For over a decade, we’ve worked to build an always-on, ubiquitous network. The tablet is the missing interface for using that network. This level of portability is causing a major shift in behavior.
With the introduction of the iPhone, Apple designed an interface that is finger-centric, not mouse-centric. Scrolling, selecting and typing are all eloquently performed with a finger, adding to the overall experience and ease of use.
Quite simply, tablets give you the ability to do an amazing amount whenever, wherever. For example, I recently attended the Online Marketing Summit in San Diego. My iPad rarely left my side. I checked in for my flight by showing my ticket via iPad. I rented and downloaded a movie ($4 for The Social Network) while I waited for my flight. I used the conference app to schedule and RSVP for conference sessions, and the GPS feature on my iPad to map the route to the hotel. With Hootsuite and Twitter almost always in reach, parties were located, bagels and lox were procured, and tweets of the best nuggets from conference sessions reached me, even while decompressing by the pool. Should I go on?
In Japan in 2008, 17 percent of web pages were served on mobile devices. In 2010, that number rose to 84 percent. I use this stat because Japan is one of the earliest adopters of cellphone technology. While our “dumb” phones do nothing more than place calls and perhaps take pictures, most Japanese phones—called keitai in case you were curious—run apps and play video, even live TV. And Japan is much more advanced than the U.S. in fields like mobile payments.

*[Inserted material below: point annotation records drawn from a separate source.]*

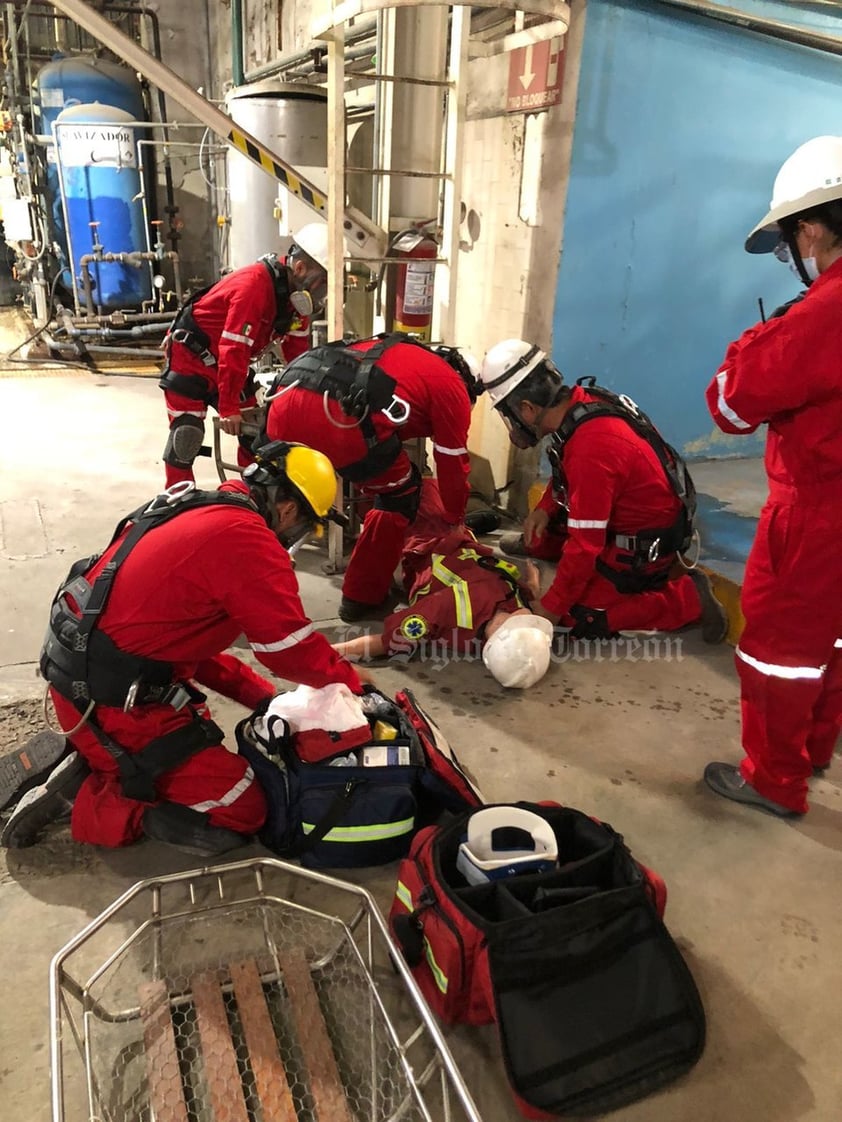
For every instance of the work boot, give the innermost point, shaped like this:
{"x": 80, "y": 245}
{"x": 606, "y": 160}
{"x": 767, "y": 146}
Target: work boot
{"x": 189, "y": 830}
{"x": 350, "y": 612}
{"x": 714, "y": 617}
{"x": 51, "y": 802}
{"x": 513, "y": 545}
{"x": 28, "y": 766}
{"x": 728, "y": 781}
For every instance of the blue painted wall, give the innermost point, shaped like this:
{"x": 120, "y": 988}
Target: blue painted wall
{"x": 682, "y": 125}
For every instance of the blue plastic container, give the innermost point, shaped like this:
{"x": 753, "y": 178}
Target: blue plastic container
{"x": 61, "y": 84}
{"x": 97, "y": 148}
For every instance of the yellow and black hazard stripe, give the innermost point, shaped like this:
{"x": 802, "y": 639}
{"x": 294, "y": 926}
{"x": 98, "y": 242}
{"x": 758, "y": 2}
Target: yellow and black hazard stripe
{"x": 303, "y": 191}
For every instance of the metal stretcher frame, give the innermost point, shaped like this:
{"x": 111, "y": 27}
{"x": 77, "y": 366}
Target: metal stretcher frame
{"x": 396, "y": 1039}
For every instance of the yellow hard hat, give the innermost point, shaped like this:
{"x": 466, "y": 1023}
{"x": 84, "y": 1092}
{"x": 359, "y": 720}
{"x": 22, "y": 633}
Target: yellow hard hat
{"x": 308, "y": 472}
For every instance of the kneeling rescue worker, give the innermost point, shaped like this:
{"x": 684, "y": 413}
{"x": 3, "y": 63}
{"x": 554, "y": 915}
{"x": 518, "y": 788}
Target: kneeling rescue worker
{"x": 133, "y": 630}
{"x": 220, "y": 330}
{"x": 358, "y": 404}
{"x": 628, "y": 496}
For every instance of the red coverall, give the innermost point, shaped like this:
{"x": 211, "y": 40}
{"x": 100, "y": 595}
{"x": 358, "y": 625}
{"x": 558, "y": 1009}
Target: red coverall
{"x": 788, "y": 373}
{"x": 451, "y": 596}
{"x": 615, "y": 485}
{"x": 439, "y": 407}
{"x": 183, "y": 595}
{"x": 238, "y": 314}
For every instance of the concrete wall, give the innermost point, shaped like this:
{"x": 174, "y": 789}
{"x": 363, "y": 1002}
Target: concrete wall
{"x": 185, "y": 48}
{"x": 511, "y": 245}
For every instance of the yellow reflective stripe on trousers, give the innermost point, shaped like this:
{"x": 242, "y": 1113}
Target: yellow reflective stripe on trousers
{"x": 438, "y": 974}
{"x": 458, "y": 587}
{"x": 378, "y": 831}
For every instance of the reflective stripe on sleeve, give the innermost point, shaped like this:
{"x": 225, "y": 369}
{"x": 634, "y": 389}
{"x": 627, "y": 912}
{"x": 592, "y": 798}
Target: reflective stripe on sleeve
{"x": 238, "y": 339}
{"x": 724, "y": 408}
{"x": 770, "y": 670}
{"x": 229, "y": 797}
{"x": 283, "y": 644}
{"x": 458, "y": 587}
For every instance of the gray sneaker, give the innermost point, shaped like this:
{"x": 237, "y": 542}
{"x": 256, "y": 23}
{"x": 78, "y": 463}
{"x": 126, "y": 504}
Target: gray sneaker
{"x": 726, "y": 780}
{"x": 51, "y": 802}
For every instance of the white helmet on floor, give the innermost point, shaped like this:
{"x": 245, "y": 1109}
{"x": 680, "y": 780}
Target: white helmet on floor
{"x": 313, "y": 240}
{"x": 811, "y": 176}
{"x": 503, "y": 842}
{"x": 506, "y": 365}
{"x": 518, "y": 654}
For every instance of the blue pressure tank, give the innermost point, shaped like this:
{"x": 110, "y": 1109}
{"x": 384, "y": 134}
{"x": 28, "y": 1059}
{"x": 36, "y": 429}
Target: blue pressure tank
{"x": 95, "y": 147}
{"x": 74, "y": 81}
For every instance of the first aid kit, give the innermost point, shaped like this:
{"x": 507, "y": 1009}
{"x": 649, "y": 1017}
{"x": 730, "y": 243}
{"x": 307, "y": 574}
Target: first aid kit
{"x": 362, "y": 808}
{"x": 563, "y": 946}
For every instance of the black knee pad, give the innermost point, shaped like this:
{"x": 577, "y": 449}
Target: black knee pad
{"x": 189, "y": 829}
{"x": 403, "y": 499}
{"x": 184, "y": 441}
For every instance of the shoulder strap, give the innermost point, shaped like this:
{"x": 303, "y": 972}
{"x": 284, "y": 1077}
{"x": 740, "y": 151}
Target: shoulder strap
{"x": 619, "y": 405}
{"x": 142, "y": 521}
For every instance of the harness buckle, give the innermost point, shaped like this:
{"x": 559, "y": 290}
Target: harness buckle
{"x": 395, "y": 403}
{"x": 131, "y": 696}
{"x": 176, "y": 696}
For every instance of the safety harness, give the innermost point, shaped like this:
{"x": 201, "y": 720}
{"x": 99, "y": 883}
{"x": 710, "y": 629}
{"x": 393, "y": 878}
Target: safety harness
{"x": 88, "y": 668}
{"x": 185, "y": 330}
{"x": 646, "y": 546}
{"x": 362, "y": 388}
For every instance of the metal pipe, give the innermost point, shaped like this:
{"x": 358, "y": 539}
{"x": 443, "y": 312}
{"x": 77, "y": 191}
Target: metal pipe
{"x": 359, "y": 229}
{"x": 237, "y": 71}
{"x": 134, "y": 351}
{"x": 772, "y": 28}
{"x": 364, "y": 31}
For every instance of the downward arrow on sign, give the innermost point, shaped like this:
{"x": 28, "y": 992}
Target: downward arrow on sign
{"x": 528, "y": 74}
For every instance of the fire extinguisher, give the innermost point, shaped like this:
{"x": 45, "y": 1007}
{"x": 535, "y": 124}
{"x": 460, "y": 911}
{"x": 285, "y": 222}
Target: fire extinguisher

The breakthrough of tables is now bringing to US consumers what people elsewhere in the world have had for some time: the enjoyment of the mobile experience. Thanks to rich, mobile-friendly media and geolocation APIs, tablets deliver “active” information and a highly immersive experience. This level of usability, rich interactivity, and ease of use has already raised consumers’ expectations of their online experiences.
Tablets Are the Boats to Deliver Web 3.0
That immersive experience is being driven by our lust for the app and the drive to get things done. The app-driven world, a.k.a. Web 3.0, is a more engaged experience that is ideally suited for tablet delivery. Beyond the iconic Facebook and Twitter, the next generation of applications will be “mashups” that combine functionalities and seek to empower users.
For example, Loopt blends the love of social networking with location-based services. It detects not only where you are on the map, but also pinpoints mobile friends in the vicinity. Tripit goes beyond the travel search engine to be your “personal, full-service travel assistant.” It compiles itineraries, from transportation to dinner dates, and adds weather reports, suggested local attractions and more. Openstreetmap is about people mapping everything worldwide from great hiking routes to ski runs and wine tours.
2010 is the last year in which mobile strategy could pass as a “junior version” of a corporate website. The page metaphor of web publishing is near the end of its usefulness. It’s being replaced by a more interactive mobile experience, and that will change how we work, market and consume media ourselves.
This end of the digital world as we know it looks pretty useful. It’s about time.